Zdaniem ekspertów przełoży się to na konieczność poszerzania kompetencji lub wręcz przekwalifikowania części pracowników. Ale – mimo to – aż 88 proc. Polaków nie obawia się, że automatyzacja i robotyzacja wdrożona w firmie mogą odebrać im pracę. Z „Barometru Polskiego Rynku Pracy” wynika, że strach odczuwa jedynie co dziesiąty zatrudniony. Dodatkowo badania Personnel Service wskazują, iż połowa pracowników dostrzega w tych technologiach szansę.
Niska świadomość
Specjaliści z Personnel Service przekonują: na brak obaw przed robotyzacją składa się m.in. mała świadomość zmian, jakie dla rynku zatrudnienia niesie ze sobą jej rozwój.

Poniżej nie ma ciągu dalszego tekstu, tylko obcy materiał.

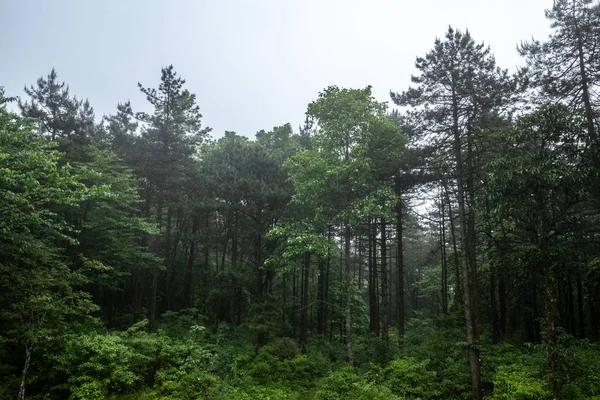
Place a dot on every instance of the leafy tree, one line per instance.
(40, 302)
(565, 66)
(458, 85)
(63, 118)
(537, 185)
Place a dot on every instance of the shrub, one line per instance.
(514, 382)
(345, 384)
(99, 365)
(285, 348)
(410, 378)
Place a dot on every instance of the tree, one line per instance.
(39, 298)
(333, 179)
(537, 183)
(63, 118)
(459, 84)
(565, 67)
(164, 156)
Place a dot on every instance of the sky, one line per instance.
(252, 64)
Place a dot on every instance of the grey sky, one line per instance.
(252, 64)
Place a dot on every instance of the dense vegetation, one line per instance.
(444, 250)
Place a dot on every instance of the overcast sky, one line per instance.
(252, 64)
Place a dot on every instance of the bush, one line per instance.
(410, 378)
(515, 382)
(99, 365)
(285, 348)
(345, 384)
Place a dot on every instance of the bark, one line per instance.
(549, 334)
(399, 262)
(348, 294)
(443, 258)
(28, 349)
(187, 281)
(585, 91)
(385, 306)
(504, 320)
(580, 308)
(468, 292)
(304, 303)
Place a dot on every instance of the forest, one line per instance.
(443, 246)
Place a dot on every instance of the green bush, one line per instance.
(285, 348)
(515, 382)
(99, 365)
(410, 378)
(345, 384)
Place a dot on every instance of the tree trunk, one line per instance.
(549, 334)
(399, 262)
(443, 258)
(321, 298)
(348, 293)
(465, 247)
(580, 308)
(585, 91)
(28, 348)
(304, 303)
(187, 281)
(384, 286)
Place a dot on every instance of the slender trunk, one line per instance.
(373, 323)
(348, 293)
(321, 298)
(494, 307)
(571, 308)
(549, 334)
(28, 348)
(153, 300)
(585, 91)
(385, 306)
(458, 297)
(399, 262)
(376, 313)
(580, 308)
(443, 258)
(470, 317)
(504, 320)
(187, 281)
(326, 289)
(304, 303)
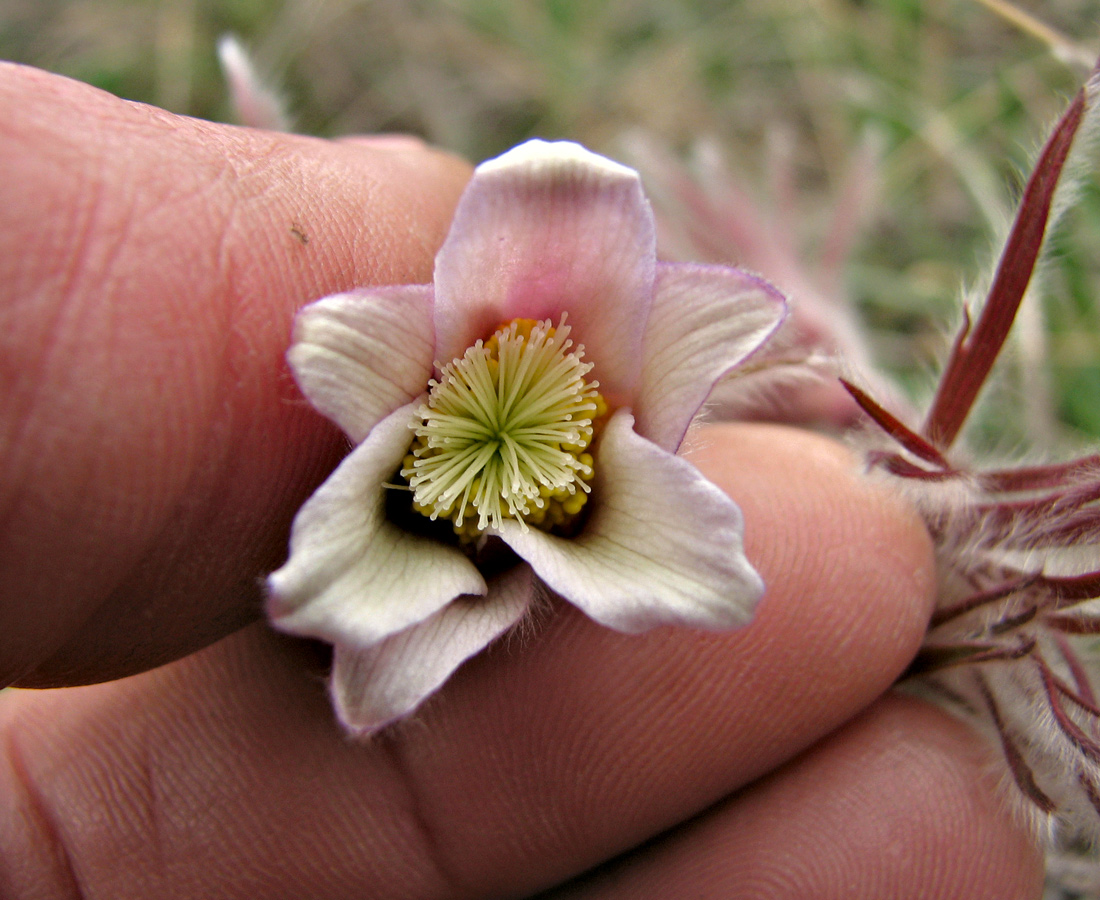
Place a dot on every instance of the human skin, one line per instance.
(153, 451)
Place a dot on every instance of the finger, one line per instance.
(552, 752)
(899, 803)
(153, 447)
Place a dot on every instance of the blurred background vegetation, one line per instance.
(954, 97)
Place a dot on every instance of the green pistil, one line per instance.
(505, 432)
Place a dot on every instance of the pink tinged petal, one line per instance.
(354, 578)
(705, 321)
(360, 355)
(376, 686)
(545, 229)
(661, 546)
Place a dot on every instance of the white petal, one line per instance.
(661, 546)
(373, 687)
(360, 355)
(354, 578)
(548, 228)
(705, 320)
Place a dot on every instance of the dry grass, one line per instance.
(954, 95)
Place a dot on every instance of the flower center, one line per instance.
(505, 432)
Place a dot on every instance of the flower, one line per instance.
(520, 462)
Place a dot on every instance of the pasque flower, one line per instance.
(516, 426)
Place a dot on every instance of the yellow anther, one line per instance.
(506, 432)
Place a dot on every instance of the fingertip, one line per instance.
(839, 530)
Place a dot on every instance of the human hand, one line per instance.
(153, 451)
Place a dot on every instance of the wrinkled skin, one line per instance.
(152, 454)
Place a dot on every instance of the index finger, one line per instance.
(152, 447)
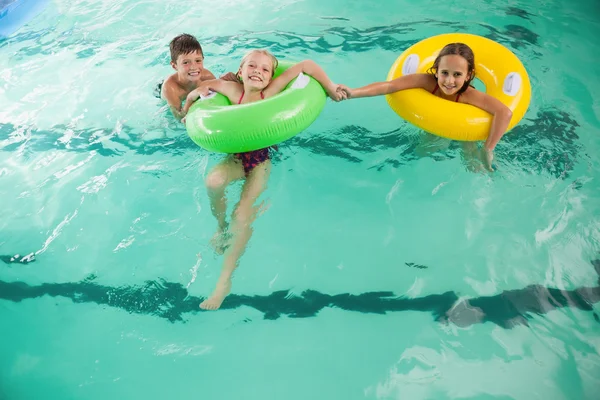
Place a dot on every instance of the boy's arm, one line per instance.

– Większość z nas nie obawia się robotyzacji. Głównie wynika to z tego, że większości bezpośrednio ona nie dotyczy. W Polsce wprowadzanie tych technologii dopiero raczkuje, wyjątek stanowi produkcja przemysłowa oraz część sektora magazynowego. W pozostałych branżach i działach nie było specjalnej presji na wdrażanie automatyzacji, ze względu na relatywnie niskie, w stosunku do innych państw UE, koszty zatrudnienia – tłumaczy Krzysztof Inglot, prezes Personnel Service. Jak podkreśla, wydawało się, że skoro nawet dynamicznie pogłębiający się deficyt kadrowy tego procesu nie przyspieszył, to nastanie ery robotów jest odległe.
CZYTAJ TAKŻE: Czy koronawirus przyspieszy robotyzację firm
– Tymczasem koronawirus zmusił polskie firmy do przeniesienia stanowisk pracy do otoczeniu w pełni cyfrowego, a to uwydatniło wszelkie technologiczne błędy i bariery. W wielu przypadkach da się je zlikwidować właśnie przy pomocy automatyzacji – kontynuuje. I dodaje, że dlatego jej rozwój jest nieunikniony.